Dopo i primi test condotti con successo, hanno cominciato a fare ricerche, scoprendo di non essere i primi a ricavare materiale espanso biologico dai funghi. La produzione avviene infatti anche negli Stati Uniti, dove però il micelio viene iniettato nel terreno di coltura a mano. Gli imprenditori di Basilea hanno quindi capito che il processo deve essere completamente automatizzato per poter competere con il polistirene in termini di prezzo e quantità. E che solo a quel punto potrebbe veramente diventare un’alternativa interessante per l’industria. Un altro ostacolo alla produzione di massa è legato ad aspetti naturali. Infatti il materiale a base biologica dipende dal prodotto originario: per la schiuma di mais serve il mais, per quella di alghe servono alghe. «Nella produzione dipendere dalle materie prime significa dipendere delle fluttuazioni dell’offerta e dei prezzi», spiega Schiller.

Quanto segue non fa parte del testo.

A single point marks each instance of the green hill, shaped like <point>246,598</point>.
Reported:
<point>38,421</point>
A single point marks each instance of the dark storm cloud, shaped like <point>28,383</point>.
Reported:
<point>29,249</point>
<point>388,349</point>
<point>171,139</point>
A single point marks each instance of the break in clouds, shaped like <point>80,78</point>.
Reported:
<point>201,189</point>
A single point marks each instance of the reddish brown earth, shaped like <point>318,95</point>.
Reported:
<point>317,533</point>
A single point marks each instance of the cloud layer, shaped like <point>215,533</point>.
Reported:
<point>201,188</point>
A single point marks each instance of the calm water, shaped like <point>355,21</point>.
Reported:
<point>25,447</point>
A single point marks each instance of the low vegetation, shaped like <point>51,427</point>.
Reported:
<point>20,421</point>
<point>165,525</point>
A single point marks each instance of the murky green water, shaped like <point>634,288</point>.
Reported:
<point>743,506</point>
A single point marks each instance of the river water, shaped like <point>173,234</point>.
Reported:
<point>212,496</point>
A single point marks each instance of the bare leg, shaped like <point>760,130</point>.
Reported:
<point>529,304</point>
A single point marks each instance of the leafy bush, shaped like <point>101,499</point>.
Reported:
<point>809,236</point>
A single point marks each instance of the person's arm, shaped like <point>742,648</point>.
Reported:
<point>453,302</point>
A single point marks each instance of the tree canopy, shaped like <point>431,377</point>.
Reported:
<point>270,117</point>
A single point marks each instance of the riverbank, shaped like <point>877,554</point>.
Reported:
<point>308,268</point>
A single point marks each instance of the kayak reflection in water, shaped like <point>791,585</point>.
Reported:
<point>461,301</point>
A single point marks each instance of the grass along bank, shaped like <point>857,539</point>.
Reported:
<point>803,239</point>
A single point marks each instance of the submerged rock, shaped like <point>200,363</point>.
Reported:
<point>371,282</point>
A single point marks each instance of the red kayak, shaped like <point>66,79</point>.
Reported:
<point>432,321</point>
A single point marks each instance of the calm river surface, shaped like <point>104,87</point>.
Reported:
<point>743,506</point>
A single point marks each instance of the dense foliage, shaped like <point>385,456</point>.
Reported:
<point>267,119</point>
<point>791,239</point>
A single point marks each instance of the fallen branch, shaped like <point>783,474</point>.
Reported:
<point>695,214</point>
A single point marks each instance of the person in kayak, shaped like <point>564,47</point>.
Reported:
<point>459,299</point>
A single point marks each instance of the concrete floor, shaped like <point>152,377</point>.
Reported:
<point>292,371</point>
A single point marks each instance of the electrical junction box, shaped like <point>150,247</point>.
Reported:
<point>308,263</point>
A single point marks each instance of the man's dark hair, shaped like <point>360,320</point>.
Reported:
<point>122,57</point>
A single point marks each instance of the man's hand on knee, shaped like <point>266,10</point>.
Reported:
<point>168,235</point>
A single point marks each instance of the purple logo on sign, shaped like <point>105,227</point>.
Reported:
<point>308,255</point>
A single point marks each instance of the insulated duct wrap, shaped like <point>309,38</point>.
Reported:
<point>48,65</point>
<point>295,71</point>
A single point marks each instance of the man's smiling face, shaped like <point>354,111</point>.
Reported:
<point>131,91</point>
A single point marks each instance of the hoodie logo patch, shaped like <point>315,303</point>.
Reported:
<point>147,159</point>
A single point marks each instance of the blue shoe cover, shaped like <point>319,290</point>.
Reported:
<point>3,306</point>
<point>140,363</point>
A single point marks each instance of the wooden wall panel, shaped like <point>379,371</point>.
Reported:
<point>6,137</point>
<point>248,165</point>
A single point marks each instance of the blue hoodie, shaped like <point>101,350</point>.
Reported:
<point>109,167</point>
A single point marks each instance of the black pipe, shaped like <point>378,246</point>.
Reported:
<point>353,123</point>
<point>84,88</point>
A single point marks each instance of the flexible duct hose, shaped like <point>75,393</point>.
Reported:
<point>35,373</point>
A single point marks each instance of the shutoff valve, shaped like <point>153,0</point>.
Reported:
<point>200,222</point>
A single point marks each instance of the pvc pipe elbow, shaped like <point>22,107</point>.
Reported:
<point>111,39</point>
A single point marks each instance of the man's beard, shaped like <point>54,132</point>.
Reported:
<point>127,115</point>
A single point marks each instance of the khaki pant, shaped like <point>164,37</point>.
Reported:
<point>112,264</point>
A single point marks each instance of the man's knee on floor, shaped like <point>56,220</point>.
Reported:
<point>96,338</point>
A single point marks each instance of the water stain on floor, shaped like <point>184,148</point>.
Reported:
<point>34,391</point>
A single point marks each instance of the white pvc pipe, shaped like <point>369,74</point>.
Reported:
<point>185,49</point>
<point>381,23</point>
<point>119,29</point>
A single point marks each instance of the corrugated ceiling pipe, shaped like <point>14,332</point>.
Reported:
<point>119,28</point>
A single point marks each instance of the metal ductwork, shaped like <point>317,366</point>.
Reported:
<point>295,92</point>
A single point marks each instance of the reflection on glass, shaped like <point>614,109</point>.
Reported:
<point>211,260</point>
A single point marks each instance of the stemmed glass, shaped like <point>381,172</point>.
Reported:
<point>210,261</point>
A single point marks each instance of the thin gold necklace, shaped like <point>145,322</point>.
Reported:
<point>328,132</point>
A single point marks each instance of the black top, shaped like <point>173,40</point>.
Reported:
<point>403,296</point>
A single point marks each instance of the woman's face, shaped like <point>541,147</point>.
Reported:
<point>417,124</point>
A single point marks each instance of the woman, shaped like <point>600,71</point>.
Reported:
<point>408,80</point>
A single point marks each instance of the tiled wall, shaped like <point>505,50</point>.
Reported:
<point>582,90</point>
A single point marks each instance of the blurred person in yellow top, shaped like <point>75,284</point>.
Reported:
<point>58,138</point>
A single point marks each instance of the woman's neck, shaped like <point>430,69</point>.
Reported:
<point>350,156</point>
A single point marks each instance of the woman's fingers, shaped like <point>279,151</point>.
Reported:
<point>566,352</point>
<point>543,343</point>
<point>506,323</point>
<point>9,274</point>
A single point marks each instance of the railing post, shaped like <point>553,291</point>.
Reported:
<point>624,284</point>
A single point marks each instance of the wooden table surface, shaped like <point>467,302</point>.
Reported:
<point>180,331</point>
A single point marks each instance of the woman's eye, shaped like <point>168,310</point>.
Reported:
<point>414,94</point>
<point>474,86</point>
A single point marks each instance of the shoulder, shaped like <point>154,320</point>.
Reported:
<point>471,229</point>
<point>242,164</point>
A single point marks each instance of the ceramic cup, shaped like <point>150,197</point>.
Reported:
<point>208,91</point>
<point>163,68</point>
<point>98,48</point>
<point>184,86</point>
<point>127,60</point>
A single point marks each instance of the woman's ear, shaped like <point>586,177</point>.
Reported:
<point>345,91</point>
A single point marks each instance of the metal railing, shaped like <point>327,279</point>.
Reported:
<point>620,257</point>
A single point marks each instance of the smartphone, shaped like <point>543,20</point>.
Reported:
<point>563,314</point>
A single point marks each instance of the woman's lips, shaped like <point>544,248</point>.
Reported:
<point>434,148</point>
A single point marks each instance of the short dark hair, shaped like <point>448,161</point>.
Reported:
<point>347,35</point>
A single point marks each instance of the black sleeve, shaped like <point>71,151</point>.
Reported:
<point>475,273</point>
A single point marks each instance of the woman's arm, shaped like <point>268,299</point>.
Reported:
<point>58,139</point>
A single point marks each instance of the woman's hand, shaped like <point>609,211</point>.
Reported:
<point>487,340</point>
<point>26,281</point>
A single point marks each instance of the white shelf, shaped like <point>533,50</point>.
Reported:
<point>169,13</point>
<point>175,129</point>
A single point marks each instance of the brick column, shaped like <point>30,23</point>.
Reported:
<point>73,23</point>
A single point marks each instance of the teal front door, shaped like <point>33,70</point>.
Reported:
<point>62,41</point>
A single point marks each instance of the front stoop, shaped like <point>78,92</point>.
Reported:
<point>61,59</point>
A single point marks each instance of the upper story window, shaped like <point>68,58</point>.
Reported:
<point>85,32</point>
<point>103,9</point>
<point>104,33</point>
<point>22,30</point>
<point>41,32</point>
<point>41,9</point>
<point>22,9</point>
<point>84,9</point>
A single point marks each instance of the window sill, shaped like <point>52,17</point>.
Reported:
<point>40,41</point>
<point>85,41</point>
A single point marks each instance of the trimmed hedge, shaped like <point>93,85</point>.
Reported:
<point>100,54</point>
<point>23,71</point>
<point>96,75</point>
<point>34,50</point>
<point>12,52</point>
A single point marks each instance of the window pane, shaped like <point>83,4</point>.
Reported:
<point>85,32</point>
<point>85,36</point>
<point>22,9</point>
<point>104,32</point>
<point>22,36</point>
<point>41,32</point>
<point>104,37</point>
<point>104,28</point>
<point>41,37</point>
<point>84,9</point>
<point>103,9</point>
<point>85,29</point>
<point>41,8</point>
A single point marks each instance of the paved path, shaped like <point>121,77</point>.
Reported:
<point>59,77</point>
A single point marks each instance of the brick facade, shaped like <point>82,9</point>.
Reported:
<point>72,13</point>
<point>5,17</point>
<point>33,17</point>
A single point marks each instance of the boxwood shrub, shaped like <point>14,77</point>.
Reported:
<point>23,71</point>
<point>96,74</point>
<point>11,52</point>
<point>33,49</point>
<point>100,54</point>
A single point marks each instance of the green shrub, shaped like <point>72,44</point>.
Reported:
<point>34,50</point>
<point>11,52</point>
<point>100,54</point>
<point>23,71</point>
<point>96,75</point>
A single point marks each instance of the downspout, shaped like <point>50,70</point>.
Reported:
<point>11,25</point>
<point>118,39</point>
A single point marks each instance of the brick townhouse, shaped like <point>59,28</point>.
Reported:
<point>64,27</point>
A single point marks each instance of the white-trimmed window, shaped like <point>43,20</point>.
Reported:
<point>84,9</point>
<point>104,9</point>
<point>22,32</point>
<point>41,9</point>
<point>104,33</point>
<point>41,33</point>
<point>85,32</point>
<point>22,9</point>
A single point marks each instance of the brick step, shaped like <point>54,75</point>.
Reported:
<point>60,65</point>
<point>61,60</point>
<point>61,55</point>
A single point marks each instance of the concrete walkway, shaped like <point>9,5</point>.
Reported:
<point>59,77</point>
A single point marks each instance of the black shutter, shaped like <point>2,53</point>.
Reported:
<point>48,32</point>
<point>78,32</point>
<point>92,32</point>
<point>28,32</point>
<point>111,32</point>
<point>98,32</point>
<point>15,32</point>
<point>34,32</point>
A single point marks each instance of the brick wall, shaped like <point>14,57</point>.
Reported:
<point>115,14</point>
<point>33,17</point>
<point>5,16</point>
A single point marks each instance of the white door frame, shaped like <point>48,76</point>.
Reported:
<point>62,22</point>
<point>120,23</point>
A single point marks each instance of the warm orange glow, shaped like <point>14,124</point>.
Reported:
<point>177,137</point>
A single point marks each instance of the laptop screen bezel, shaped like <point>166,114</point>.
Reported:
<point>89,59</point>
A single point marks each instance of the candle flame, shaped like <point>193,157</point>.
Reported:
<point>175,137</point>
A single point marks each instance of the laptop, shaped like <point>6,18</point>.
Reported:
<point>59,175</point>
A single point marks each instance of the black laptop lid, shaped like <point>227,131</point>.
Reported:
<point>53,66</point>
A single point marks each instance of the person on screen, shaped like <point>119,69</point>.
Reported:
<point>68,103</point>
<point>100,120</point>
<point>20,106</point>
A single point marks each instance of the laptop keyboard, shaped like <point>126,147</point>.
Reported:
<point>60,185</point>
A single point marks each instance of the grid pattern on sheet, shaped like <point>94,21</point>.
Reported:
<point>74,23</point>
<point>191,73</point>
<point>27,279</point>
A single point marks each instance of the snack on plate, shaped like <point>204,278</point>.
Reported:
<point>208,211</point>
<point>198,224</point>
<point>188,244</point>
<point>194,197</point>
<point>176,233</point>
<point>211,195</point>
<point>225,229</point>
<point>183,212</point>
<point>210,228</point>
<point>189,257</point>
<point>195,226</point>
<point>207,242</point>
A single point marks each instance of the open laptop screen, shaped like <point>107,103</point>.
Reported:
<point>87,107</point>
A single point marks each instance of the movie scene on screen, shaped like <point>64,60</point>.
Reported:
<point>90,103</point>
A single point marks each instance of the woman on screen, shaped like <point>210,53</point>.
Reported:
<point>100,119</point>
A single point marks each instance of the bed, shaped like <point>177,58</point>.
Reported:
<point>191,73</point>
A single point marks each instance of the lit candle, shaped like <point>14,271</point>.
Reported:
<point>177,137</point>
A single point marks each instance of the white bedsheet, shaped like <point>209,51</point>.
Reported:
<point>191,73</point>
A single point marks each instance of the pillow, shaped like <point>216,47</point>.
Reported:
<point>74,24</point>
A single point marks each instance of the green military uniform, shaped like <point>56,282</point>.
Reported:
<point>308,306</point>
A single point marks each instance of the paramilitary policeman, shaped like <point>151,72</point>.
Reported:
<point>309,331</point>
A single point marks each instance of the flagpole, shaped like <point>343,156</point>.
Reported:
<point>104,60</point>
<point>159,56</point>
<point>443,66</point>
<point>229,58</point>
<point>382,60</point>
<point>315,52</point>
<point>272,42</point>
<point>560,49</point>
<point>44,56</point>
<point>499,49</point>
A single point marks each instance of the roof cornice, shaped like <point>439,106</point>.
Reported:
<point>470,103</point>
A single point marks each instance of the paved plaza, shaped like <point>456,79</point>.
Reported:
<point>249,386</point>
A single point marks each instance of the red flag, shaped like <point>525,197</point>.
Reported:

Al riguardo Mycrobez ha messo a segno un colpo da maestro, coltivando un fungo che adegua in modo flessibile i propri enzimi digestivi ai rispettivi rifiuti organici. In questo modo si possono utilizzare gli scarti della produzione di aste di legno, i residui della trebbiatura, la segatura o gli scarti della produzione alimentare come i gambi dei fagioli o le pellicole di caffè: il prodotto finale è sempre il materiale espanso a base di funghi. Al momento Mycrobez si rifornisce di materie prime da grandi aziende dell’industria alimentare e agricola locale.
Dato che il materiale espanso biologico assume anche proprietà diverse, può essere utilizzato in vari modi in tutti gli ambiti industriali: come isolamento acustico o termico nell’edilizia, perché, a differenza del polistirene, non è a combustione spontanea. O nel settore dell’arredamento e del design. Oppure nell’industria del lusso come confezione per orologi, penne o boccette. Mycrobez punta però soprattutto alle applicazioni per l’industria degli imballaggi, perché, secondo Schiller, è qui che, producendo molti meno rifiuti plastici, si ottiene più rapidamente un effetto sostenibile.
Attualmente la start-up viene finanziata da partner, investitori privati e sponsor, tra cui il Fondo pionieristico Migros. Oggi la giovane azienda occupa 17 dipendenti e dispone di laboratori e officine proprie. E sta rispettando perfettamente la tabella di marcia definita dopo la fondazione. L’obiettivo non è quello di diventare un’azienda di produzione, ma di mettere a disposizione il processo produttivo, quindi vendere le licenze, alla rispettiva applicazione e al relativo Paese.
Oggi la start-up collabora con aziende partner attive a livello globale per molteplici applicazioni in diversi settori. Nel 2025 i tre imprenditori intendono attestare il primo materiale espanso naturale al mondo in grado di competere con il polistirene in termini di prezzo. Mycrobez potrebbe quindi introdurre veramente un nuovo standard di imballaggio sostenibile.